05 June 2020

Estranged couple run up nearly £600,000 legal bills in fight over £630,000

05 June 2020

A judge has told of his dismay after an estranged couple ran up lawyers bills’ of nearly £600,000 while fighting over £630,000.

Deputy High Court Judge Robert Peel said the man and woman, who had enjoyed a “very comfortable” lifestyle when together, emerged from the “ruinous” and “self-defeating” dispute with “about £5,000 each of liquid assets”.

The judge said the “level of legal costs indebtedness” was “dismaying”.

He said he could not think of a worse example of “disproportionate and ill-judged litigation”.

The judge said neither the man nor the woman, who are both in their 50s, was entirely free from blame in the conduct of the litigation.

But he said the man was “more blameworthy”.

Couple's ruinous fight (PA Wire)

The judge outlined detail of the case in a written ruling published on Friday after analysing evidence at a recent private family court hearing in London.

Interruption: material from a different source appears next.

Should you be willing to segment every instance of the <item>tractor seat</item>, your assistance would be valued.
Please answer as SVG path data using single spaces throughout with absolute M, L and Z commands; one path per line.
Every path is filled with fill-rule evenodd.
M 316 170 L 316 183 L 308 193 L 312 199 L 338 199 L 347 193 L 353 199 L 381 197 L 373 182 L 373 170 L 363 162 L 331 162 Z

He said the pair, who married more than 20 years ago and have three children, could not be identified in media reports of the case.

“After nearly 22 years of marriage, which must have contained happy times together and during which three children were born to whom the husband and wife are devoted, this couple embarked on ruinous and recriminatory financial remedy proceedings,” said Judge Peel, in his ruling.

“The combined legal costs are £594,000.”

He said the litigation and “attendant bitterness” had led to fractured relations between the husband and the children.

“One might be forgiven for assuming that all this energy has been expended over great wealth,” added the judge.

“This is not so.

“The only liquid asset of any substance is the proceeds of sale of (their former home), some £630,000 currently held on solicitors’ account.

“That sum is now all but offset by the parties’ debts, not least the legal fees.

“Thus, the true net liquid wealth is virtually nil.”

He went on: “This self-defeating litigation is now over.

“It is scarcely credible that at the end of it all, they emerge with about £5,000 each of liquid assets, having incurred nearly £600,000 of costs, but such is the reality.

“There may be worse examples of disproportionate and ill-judged litigation, but none spring readily to mind.”

Couple's ruinous dispute (PA Wire)

Judge Peel indicated that the woman came from a well-off family.

He said her parents had founded a recruitment and training company and set up a care home.

The man had worked in banking before switching to work in one of the woman’s family businesses.

Judge Peel said the couple had lived in a five-bedroom home in London and enjoyed a “very comfortable lifestyle” when together.

The judge said the “real issue” in the case was housing and he said he had tried to find a way in which the man and woman could each “somehow be re-housed”.

He ruled that the man should get about £375,000 from the proceeds of the sale of the former family home and the woman about £220,000.

Judge Peel said the “net effect” was that each would be left with liquid assets of around £5,000.

The judge said the man would have access to a lump sum from his pension next year which should mean he could buy a property worth £250,000.

The judge said the man would have to rent until then.

He said he was confident that the woman’s family would help her buy a home.